Neun von zehn Arbeitskräften sollen aus Namibia kommen

Hyphen und die namibische Regierung preisen ihr Lüderitz-Projekt in den höchsten Tönen. Es sei ein Schritt, um das Land als "weltweit führendes Zentrum für grünen Wasserstoff" zu etablieren, und solle eine "Benchmark für die nachhaltige Entwicklung großer grüner Wasserstoffprojekte auf globaler Ebene" sein – fair, gerecht, wirtschaftlich inklusiv und ökologisch nachhaltig.

Namibias Präsident Hage Geingob ließ sich mit den Worten zitieren: "Vielen Dank an Hyphen dafür, dass Sie unserem politischen System und unserer Regierungsform vertrauen. Lassen Sie uns nun zum Wohle des namibischen Volkes zusammenarbeiten."

Und Enertrag-Chef Gunar Hering sagte gar: "Hyphen ist mehr als nur ein Unternehmen.

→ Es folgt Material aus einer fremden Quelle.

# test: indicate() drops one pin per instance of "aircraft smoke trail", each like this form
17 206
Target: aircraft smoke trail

Wir legen die Grundlage für eine gerechte Energiewende in Namibia und dienen als Blaupause für andere Länder des globalen Südens."

Das soll wohl Sorgen zerstreuen, mit der neuen Wasserstoff-Welt könne ein neuer grüner Kolonialismus etabliert werden, in dem Afrika Europa mit Energierohstoffen versorgt und selbst außer Umweltschäden nichts davon hat.

Tatsächlich wurde verabredet, dass von den über 3.000 Dauer-Arbeitsplätzen im Lüderitz-Projekt 90 Prozent mit namibischen Arbeitskräften besetzt werden sollen. Außerdem sollen 30 Prozent der benötigten Waren, Dienstleistungen und Materialien lokal beschafft werden. Und die Meerwasser-Entsalzungsanlage werde so dimensioniert, dass auch die wachsende Stadt Lüderitz mit besserer Frischwasserversorgung davon profitieren wird.